Il legislatore italiano emanò quindi il decreto legge 28 giugno 2013, n. 76 intitolato: “Primi interventi urgenti per la promozione dell’occupazione, in particolare giovanile, della coesione sociale, nonché in materia di Imposta sul valore aggiunto (IVA) e altre misure finanziarie urgenti.” Tale decreto venne pubblicato nella Gazzetta ufficiale 28 giugno 2013, n. 150 e convertito in legge, con modificazioni, dall’ art. 1, comma 1, legge 9 agosto 2013, n. 99. In esso si legge: 4-ter. All’articolo 3 del decreto legislativo 9 luglio 2003, n. 216, dopo il comma 3 è inserito il seguente: «3-bis. Al fine di garantire il rispetto del principio della parità di trattamento delle persone con disabilità, i datori di lavoro pubblici e privati sono tenuti ad adottare accomodamenti ragionevoli, come definiti dalla Convenzione delle Nazioni Unite sui diritti delle persone con disabilità, ratificata ai sensi della legge 3 marzo 2009, n. 18, nei luoghi di lavoro, per garantire alle persone con disabilità la piena eguaglianza con gli altri lavoratori. I datori di lavoro pubblici devono provvedere all’attuazione del presente comma senza nuovi o maggiori oneri per la finanza pubblica e con le risorse umane, finanziarie e strumentali disponibili a legislazione vigente».

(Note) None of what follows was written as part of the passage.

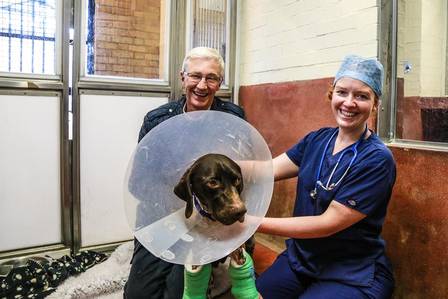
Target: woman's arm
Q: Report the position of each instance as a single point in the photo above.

Nonostante ciò ancora oggi l’accomodamento ragionevole, non solo è poco conosciuto, ma non vi sono linee guida sui criteri di applicazione pratica, ad esempio non è disciplinato esattamente l’individuazione del momento in cui scatta un qualche obbligo in capo al datore di lavoro (mentre, invece, in alcuni Paesi sono addirittura stati creati specifici enti volti ad attuare concretamente tali disposizioni: ad esempio negli Stati Uniti l’U.S. Equal Employment Opportunity Commission-ADA (EEOC) e il Job Accommodation Network (JAN); nel Regno Unito The Equality and Human Rights Commission (EHRC). L’argomento è ancora fonte di ampio dibattito, si veda ad esempio il rapporto 2016 dell’European network of legal experts in gender equality and non-discrimination della Commissione Europea (“Reasonable accommodation for disabled people in employment contexts. A legal analysis of EU Member States, Iceland, Liechtenstein and Norway”, in Boll. Adapt del 11 aprile 2016, n. 12).

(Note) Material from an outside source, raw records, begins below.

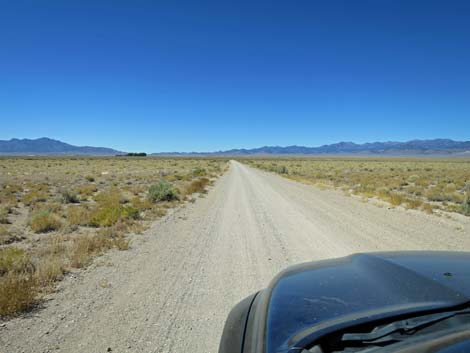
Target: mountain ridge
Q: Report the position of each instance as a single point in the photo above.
(412, 147)
(442, 146)
(48, 146)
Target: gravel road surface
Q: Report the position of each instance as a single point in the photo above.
(172, 291)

Dal canto loro le imprese, almeno quelle di grandi e grandissime dimensioni molto hanno fatto e molto stanno facendo. Si parla ormai da anni e in molti casi è una realtà, dell’introduzione nell’organizzazione aziendale di figure quali il “diversity manager” e il “disability manager”, deputati a trasformare la disabilità in opportunità, non concentrandosi su cosa il disabile non può fare ma su cosa può fare e come quel che può fare può essere significativo e strategico per l’attività d’impresa. Ne è un esempio l’Unicredit che ha fatto diventare “strategica” la sordità creando un team di persone prive dell’udito che fa conferenze, e offre assistenza finanziaria ad altre persone sorde parlandogli con il linguaggio dei segni. In definitiva si tratta solo di capire come trasformare un handicap in vantaggio pensando anche a implementare specifici corsi di formazione per lo sviluppo della capacità residua dell’individuo. É davvero più complessa la situazione delle piccole e medie imprese? Forse qualche volta si, ma solo perché non è ancora diffusa la cultura del concentrarsi su cosa si può fare invece che su cosa non si può fare. Le ultime norme che compongono il cosiddetto Jobs Act hanno modificato la legge n. 68/2009 e sicuramente vanno nella direzione giusta. Mi riferisco, in particolare, al decreto legislativo n. 151/2015 che ha riformato l’ingresso al lavoro delle persone con disabilità. Le aziende oggi possono assumere tramite chiamata nominativa mentre quella numerica resta solo quale ultima ratio se l’impresa non si rende adempiente. Non è molto ma è un passo avanti anche nell’interesse del lavoratore disabile; quanti hanno peggiorato le loro condizioni a causa della disumanità dell’avviamento numerico che ha sempre inserito al lavoro [coattivo] persone senza riguardo alla loro formazione, capacità e alla situazione aziendale? L’accomodamento ragionevole deve trovare spazio anche nelle imprese di minori dimensioni ed è compito dei professionisti aiutare il mondo imprenditoriale a conoscerlo e applicarlo correttamente, non perché sia giusto o sbagliato ma perché è strategico!